Friday 19 December 2014

Nigeria toughens currency trading, curbs to halt naira fall (AFP)

 Nigeria’s central bank has announced new measures to curb currency speculation as part of an effort to defend the naira which has been hit hard by the collapse in global oil prices.
The move comes after a currency devaluation and a cut in the 2015 growth forecast and less than two months before general elections, with President Goodluck Jonathan trying to assure voters that Nigeria’s financial future remains healthy. Customers who purchase foreign currency through the interbank market or an authorized trader must use the funds within 48-hours, said a statement issued by the Central Bank of Nigeria (CBN).
“Failing (this), such funds must be returned to the CBN for re-purchase at the Bank’s buying rate,” it said, warning that sanctions would be imposed on those who fail to comply.
The measure targets speculators who seek profit by buying up foreign currency in hopes that the naira will continue to fall.
Nigeria, Africa’s largest oil producer, depends on crude exports for 70 percent of government revenue and some 90 percent of its foreign exchange earnings.
The government has said that plummeting crude prices have put huge strains on revenue and have announced a series of measures to respond to the crisis.

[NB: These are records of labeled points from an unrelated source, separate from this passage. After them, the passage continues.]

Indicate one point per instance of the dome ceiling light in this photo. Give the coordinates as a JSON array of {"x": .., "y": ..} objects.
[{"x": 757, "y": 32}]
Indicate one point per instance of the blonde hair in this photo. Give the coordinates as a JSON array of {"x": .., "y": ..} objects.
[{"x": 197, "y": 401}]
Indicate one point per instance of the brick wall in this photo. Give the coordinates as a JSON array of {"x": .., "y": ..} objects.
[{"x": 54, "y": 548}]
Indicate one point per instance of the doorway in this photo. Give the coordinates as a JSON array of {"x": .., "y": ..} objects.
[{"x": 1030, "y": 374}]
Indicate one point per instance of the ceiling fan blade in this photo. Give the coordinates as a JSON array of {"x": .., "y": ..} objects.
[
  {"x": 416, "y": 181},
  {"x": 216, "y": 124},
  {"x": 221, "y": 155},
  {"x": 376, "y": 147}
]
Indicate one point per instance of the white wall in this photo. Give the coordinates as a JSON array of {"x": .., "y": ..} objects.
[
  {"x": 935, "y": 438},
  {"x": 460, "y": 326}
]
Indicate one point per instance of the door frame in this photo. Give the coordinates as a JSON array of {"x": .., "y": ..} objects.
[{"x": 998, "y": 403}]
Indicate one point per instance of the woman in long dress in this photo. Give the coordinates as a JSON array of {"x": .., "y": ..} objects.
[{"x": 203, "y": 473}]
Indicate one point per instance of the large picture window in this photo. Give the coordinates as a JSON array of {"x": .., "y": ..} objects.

Last month the CBN devalued the naira by eight percent to a new target rate of 168 naira to the dollar. But the currency’s street value was much weaker than that, with a dollar fetching more than 180 nairas.
Jonathan warned Tuesday that Nigeria could be forced to cut further the amount of oil revenue it uses for government spending if the global crude price continued to plummet.
Abuja sets a so-called benchmark oil price, which has been slashed to $65 from $78 earlier this year. Revenue from oil exports up to that price go into general government spending.
Crude prices have halved since June. US benchmark West Texas Intermediate (WTI) for January delivery was trading at $54.84 on Friday, while deals for Brent crude for February were done at $59.59.
Finance Minister Ngozi Okonjo-Iweala this week slashed the government’s 2015 growth forecast to 5.5 percent from 6.35 percent.
Anticipated government spending in 2014 of 4.6 trillion naira ($24 billion) will also slide to 4.3 trillion naira next year, she said.
But experts say that belt-tightening in an election year could cause massive headaches for the ruling Peoples Democratic Party (PDP).
The governments of all 36 Nigerian states last month asked for an addition $2 billion in federal money, saying their allocations had dwindled because of the revenue crunch and they were struggling to pay salaries and meet other commitments.
Analysts say the PDP has a long track record of using public money to fund its campaigns and the weak federal purse could prove a boon to the opposition.
Jonathan’s record on national security has deteriorated each week as his repeated assurances of victory over Boko Haram insurgents have all proved hollow.
The PDP had hoped that economic growth and stability could prove attractive to voters, especially since Jonathan’s opponent, ex-military dictator Muhammadu Buhari, has questionable economic credentials.